The drug safety agency announced on Wednesday, Aug. 31, that it has ordered nearly 400 benzodiazepine products to carry "black box warnings" that inform consumers about the health risks involved in using the drugs with opioid medications.
The FDA said the drug combination has been found to produce severe adverse effects in users such as difficulty in breathing, coma or even death.
Aside from benzodiazepines, the new order also includes other drug products that depress the normal function of the central nervous system such as antipsychotic drugs, insomnia medications, muscle relaxants and alcohol.
Cough syrups made using the opioid codeine should also carry the government warnings.
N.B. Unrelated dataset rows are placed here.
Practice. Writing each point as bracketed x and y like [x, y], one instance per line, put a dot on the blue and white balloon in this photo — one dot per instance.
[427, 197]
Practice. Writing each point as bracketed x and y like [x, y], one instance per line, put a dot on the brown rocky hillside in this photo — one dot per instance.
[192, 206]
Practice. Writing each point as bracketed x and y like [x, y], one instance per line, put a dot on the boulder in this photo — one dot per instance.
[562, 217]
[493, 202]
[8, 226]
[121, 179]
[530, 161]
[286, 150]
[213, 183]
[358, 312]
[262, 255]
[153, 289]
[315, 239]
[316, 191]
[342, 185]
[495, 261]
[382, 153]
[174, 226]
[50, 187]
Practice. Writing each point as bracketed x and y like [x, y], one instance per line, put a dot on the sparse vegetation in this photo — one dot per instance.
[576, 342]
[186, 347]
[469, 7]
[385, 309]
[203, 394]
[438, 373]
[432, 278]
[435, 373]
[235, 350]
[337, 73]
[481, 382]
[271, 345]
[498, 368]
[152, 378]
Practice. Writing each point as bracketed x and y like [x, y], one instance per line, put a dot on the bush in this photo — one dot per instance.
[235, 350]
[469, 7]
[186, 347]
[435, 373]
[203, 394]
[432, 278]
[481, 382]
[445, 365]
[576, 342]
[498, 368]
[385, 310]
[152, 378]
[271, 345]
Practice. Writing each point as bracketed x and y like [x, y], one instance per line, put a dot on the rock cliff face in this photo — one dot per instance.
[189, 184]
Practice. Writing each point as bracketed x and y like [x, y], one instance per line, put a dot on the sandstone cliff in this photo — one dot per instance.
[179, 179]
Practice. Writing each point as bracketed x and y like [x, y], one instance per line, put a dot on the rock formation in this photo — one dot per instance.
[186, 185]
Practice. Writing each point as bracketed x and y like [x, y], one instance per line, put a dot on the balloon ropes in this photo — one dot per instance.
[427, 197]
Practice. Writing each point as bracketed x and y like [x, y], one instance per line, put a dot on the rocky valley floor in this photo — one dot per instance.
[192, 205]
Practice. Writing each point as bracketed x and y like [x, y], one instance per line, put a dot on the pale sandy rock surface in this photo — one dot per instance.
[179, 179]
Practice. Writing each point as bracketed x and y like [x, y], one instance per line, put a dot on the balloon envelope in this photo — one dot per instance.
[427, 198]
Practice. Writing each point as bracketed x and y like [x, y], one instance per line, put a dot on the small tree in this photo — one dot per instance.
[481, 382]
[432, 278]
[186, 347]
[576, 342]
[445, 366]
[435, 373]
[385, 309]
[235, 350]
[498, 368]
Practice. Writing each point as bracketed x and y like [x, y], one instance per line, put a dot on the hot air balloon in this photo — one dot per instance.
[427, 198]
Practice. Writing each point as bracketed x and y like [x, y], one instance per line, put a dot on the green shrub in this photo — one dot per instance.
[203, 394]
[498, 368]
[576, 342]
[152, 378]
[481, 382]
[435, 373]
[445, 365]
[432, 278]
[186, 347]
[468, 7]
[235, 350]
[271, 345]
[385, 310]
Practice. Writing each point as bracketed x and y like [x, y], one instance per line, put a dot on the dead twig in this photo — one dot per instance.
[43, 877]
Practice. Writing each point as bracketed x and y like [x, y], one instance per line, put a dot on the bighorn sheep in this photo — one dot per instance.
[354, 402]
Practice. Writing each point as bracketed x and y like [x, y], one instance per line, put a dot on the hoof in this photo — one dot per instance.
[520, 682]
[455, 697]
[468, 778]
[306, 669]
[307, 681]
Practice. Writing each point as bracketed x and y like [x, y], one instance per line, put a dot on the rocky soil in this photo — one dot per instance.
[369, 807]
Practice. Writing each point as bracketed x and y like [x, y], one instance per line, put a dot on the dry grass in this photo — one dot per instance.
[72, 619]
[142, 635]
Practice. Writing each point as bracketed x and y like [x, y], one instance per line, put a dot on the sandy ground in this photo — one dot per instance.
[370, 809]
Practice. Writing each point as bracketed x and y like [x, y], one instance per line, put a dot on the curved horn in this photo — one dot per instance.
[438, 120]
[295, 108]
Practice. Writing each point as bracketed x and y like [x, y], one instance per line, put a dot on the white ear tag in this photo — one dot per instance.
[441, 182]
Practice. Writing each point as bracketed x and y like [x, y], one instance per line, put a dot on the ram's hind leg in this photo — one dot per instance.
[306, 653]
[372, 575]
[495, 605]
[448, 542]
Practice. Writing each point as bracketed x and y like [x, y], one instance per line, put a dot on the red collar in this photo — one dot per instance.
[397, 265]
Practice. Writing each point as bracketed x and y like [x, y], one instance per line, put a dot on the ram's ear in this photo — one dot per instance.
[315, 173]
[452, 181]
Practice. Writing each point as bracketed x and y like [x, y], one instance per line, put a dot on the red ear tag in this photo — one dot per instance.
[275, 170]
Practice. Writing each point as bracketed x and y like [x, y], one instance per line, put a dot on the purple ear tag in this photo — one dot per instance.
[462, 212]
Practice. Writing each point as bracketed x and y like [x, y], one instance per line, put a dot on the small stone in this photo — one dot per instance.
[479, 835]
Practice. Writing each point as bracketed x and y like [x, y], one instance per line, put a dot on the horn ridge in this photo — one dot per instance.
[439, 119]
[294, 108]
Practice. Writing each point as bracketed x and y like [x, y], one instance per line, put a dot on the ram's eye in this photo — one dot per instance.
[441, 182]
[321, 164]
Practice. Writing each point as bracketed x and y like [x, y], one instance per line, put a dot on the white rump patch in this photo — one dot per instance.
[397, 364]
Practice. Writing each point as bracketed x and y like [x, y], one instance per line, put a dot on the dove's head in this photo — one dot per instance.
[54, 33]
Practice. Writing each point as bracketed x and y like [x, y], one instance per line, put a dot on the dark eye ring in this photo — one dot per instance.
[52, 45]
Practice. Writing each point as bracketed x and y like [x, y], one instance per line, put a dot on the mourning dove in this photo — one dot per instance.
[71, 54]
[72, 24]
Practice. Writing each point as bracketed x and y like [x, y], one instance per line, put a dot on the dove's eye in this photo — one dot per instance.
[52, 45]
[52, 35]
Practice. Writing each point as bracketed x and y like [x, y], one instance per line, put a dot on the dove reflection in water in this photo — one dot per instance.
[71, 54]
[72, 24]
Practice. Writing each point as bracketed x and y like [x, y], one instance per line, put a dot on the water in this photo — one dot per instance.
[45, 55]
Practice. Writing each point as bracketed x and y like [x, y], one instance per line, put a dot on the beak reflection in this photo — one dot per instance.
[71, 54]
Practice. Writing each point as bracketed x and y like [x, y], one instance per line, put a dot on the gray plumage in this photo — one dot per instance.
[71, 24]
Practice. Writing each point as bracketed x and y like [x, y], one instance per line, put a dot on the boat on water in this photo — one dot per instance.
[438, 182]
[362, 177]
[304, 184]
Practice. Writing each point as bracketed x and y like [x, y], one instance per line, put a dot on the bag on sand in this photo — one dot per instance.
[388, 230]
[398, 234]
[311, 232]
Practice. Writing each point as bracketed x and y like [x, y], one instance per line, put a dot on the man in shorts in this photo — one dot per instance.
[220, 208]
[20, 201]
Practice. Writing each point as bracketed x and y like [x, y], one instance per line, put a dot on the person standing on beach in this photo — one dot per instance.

Doctors are advised to take extra care when prescribing treatment plans that combine benzodiazepines with opioid drugs. They should also inform their patients that using medications can result in slowed breathing, dizziness, extreme sleepiness and unresponsiveness.
The new order comes after the FDA discovered through an extensive review of scientific evidence that doctors have been increasingly prescribing the use of the dangerous drug combination to their patients.
The agency also received a petition from city and state health officials in February to change the drug labels after an increase in overdose cases involving the simultaneous use of anti-anxiety drugs and opioid medications.
According to the FDA, the number of people who were prescribed to use both benzodiazepines and opioid analgesics increased by as much as 41 percent from 2002 to 2014, resulting in an additional 2.5 million Americans taking the dangerous drug combination.
The agency also recorded a significant increase in the number of emergency hospital visits involving the nonmedical use of benzodiazepines and opioid analgesics from 2004 to 2011. Overdose deaths related to the abusive use of the drugs also rose during that period.
"It is nothing short of a public health crisis when you see a substantial increase of avoidable overdose and death related to two widely used drug classes being taken together," FDA commissioner Dr. Robert Califf said.
Baltimore City Health Commissioner Dr. Leana Wen welcomed the FDA's order to add black box warning labels on the drug products. She said the labels provide an educational tool that can help prevent deaths involving the use of the drug combination.
The FDA said it is continuing its research on the safety of using both benzodiazepines and opioid medications in drug-assisted therapies.